En un mundo sin Dios, apagaría con luces
quebradizas el hielo indolente de los dilemas, recogería en un ánfora torneada
de una pieza las enfermizas conclusiones de las dudas y me aventuraría a enunciar,
con voz prominente y arrogante, el teorema fundamental de los cometas.
En un mundo sin Dios, reemplazaría mi
miedo a los cementerios por un innegociable deseo de releer los versos
incrustados de los juglares. Financiaría con un surtido de equivalencias los
momentos más adversos de la infancia, para contagiar de melodías a los creyentes
infelices, clavados como estacas en sus altares sembrados de reclinatorios.
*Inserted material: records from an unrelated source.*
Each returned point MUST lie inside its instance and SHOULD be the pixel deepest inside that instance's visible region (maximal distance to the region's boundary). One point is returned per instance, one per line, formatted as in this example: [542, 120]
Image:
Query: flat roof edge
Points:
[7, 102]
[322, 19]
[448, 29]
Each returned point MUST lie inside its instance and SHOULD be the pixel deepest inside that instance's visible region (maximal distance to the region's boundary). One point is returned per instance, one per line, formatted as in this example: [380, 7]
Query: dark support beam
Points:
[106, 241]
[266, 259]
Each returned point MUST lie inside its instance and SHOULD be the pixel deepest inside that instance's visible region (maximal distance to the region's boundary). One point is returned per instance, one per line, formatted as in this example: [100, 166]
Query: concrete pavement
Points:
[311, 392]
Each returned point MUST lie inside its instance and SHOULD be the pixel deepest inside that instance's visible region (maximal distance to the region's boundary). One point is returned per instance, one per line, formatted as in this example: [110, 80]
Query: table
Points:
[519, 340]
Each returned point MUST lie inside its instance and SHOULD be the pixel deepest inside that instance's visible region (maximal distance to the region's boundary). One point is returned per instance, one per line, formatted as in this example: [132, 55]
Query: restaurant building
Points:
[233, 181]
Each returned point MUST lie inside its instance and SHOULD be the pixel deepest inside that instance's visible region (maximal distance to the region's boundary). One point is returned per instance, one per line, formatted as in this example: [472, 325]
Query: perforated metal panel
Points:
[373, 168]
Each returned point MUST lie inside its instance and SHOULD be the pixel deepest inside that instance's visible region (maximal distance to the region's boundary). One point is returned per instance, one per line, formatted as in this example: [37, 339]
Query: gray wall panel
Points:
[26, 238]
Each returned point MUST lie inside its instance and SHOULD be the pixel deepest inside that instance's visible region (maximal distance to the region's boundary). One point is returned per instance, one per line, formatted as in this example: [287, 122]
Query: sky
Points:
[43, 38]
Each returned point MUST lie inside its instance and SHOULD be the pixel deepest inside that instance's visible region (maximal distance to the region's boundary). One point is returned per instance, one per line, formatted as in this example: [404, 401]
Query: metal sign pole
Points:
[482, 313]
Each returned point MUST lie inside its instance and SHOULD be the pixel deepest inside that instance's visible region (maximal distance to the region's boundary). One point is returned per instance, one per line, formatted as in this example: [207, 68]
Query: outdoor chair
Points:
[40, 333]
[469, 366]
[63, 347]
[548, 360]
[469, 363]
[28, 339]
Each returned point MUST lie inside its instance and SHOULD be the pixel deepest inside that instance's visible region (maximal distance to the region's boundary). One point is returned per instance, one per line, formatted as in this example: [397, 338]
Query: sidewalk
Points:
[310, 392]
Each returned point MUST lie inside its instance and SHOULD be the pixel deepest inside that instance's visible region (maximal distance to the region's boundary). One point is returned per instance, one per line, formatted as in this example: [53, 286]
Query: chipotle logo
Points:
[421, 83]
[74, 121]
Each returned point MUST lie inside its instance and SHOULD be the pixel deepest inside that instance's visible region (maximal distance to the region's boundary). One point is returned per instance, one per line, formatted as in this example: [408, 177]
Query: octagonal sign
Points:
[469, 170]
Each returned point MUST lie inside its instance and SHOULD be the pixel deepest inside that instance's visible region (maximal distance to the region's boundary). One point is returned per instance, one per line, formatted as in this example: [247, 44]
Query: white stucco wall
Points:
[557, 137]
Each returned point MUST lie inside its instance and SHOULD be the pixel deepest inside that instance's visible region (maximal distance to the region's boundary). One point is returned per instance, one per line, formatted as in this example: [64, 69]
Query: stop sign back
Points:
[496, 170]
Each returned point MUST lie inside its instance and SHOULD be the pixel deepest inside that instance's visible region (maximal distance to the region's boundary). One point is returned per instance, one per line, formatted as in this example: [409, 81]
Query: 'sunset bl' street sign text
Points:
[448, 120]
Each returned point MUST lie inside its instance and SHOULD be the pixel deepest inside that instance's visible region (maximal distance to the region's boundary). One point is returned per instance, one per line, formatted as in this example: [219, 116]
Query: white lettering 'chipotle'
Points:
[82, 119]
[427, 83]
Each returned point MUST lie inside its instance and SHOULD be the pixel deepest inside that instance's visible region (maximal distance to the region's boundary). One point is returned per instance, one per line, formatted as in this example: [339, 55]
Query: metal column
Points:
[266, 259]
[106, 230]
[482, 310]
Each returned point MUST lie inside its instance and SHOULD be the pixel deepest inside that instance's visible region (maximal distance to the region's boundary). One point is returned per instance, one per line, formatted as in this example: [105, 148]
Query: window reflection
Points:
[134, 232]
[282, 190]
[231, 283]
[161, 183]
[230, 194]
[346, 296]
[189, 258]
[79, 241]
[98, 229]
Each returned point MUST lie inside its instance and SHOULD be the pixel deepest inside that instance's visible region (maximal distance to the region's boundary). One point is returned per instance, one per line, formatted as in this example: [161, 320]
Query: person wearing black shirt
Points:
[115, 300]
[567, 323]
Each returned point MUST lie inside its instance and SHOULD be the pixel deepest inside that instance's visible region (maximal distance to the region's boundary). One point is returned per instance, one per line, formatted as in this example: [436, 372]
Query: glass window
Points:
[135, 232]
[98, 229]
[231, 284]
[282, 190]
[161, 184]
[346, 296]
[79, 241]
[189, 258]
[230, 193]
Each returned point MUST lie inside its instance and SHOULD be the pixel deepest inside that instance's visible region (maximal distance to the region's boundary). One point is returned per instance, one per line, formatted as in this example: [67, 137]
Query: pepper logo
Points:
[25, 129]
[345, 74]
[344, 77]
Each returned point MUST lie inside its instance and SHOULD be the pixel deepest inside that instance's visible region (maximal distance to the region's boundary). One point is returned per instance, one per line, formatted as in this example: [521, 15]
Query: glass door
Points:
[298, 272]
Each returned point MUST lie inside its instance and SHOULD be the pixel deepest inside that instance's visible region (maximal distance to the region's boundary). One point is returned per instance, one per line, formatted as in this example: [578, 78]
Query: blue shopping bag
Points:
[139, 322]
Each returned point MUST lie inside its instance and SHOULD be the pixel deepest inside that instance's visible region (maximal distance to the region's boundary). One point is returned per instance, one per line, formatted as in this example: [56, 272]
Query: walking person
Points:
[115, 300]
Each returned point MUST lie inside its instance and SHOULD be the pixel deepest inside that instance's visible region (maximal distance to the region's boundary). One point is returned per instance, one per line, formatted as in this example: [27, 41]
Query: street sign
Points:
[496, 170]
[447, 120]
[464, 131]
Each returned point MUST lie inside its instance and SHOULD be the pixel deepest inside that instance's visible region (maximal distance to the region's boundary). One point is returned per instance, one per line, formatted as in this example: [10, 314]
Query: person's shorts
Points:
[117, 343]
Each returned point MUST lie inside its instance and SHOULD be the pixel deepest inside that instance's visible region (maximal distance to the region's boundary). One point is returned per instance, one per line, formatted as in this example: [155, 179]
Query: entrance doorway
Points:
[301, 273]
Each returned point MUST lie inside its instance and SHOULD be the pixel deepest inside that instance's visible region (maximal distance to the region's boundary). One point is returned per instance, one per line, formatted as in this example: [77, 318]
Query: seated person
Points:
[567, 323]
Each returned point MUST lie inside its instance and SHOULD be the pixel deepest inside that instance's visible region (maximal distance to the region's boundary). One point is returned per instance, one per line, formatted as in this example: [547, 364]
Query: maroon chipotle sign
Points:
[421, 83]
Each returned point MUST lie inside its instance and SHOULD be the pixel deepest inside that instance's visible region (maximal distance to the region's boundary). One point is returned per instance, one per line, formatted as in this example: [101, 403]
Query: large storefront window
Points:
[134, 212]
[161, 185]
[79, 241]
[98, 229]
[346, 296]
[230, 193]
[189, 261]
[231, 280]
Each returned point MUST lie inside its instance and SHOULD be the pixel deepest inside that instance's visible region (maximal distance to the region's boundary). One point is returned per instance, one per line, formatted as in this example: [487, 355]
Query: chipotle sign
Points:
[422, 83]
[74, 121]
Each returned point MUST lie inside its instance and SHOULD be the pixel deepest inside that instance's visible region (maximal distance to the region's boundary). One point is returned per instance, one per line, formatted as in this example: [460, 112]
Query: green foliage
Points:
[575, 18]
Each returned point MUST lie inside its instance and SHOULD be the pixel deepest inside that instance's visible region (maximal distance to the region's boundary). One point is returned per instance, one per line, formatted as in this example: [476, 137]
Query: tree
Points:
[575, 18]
Tengo razones para intuir que en ese
mundo sin Dios, trabajaría en el turno de noche de una guardería para perros. Visitando
los silencios que anteceden al estrépito de las jaurías. Y al salir, confirmada
la madrugada en los cristales de los charcos, grabaría mi sombra en las calles
empapadas de nubes, evitando los huecos y soportales que otorgan supervivencia
a los mendigos.
Sería un mundo sin Dios si cualquier
muchacho confundido por el reflejo opaco de su escuela, pudiera componer en
días señalados villancicos negruzcos, como la nieve lenta que se escurre por
las chimeneas de las fábricas. O bien, si el instrumental festivo del alma
adolescente lograra aplastar para siempre la sinfonía monocolor de las cenizas.
En ese mundo, en ese que no hubiera
Dios, el vacío no sería un espacio prohibido para los saltos, el corazón un
lugar vetado para las balas, ni el agua oceánica un reducto clandestino para
los poetas abatidos. Podría escucharse la susurrante ingenuidad de los
demonios, y el infinito cabría por fin en un número concreto, preciso,
calculable, no mucho mayor que el sumatorio global de todos los insectos.